In sum, there's many resources that patients refuse to utilize but will continue to be funded because there are lots of hands in the taxpayer till. In contrast, you, fancy doctor, can use your fancy health insurance or even pay $1000, and what you get is... a psychiatric appointment. That's all you get. You get no handholding. This is why I would hazard to say the suicide rate among doctors (and middle class people with health insurance) is actually higher than the trainwreck "psych" patients you see in the ED.
 
EM to PCP is much more doable if that PCP work completely excludes OB work. When I was looking at residencies, many FM residencies were very OB heavy. The PITA would be getting all the insurance preauths done and keep in mind that employed FM physicians are every bit the galley slaves that CMG contracted 1099 EM docs are. One of the things that discouraged me from going the FM route was seeing just how beaten down PMDs were dealing with the 15 minute shot clock and the stack of charts sitting on their desk at the end of a clinic day. One of the problems we have with an exit strategy is the degree to which midlevels have taken over urgent care work.
 
I know of one who went full PCP for his own practice. He said it was difficult to get empaneled to insurance, but he was in a need area so he did get it done. I agree that a 1 year outpatient fellowship would likely be sufficient for EM to do outpatient. There is a lot of overlap.
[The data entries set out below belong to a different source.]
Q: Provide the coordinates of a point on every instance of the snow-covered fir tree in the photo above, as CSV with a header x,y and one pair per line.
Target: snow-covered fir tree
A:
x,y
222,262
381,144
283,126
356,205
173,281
I don't really think a year of outpatient medicine would be enough to get the nuance of being a good PCP

Nevermind the non-clinical aspects of working in the outpatient setting. Much like a year isn't enough to learn EM for an FP, a year probably isn't enough for an EP to learn FM.

Although the cynic in me wants to think that the ACGME exclusively views residents as cheap worker bees, there's probably a really good reason why combined EM-FM and EM-IM programs are usually around 5 yrs long. Sure, there's a lot of overlap between the respective fields but there are huge differences in mindset that take time to really appreciate.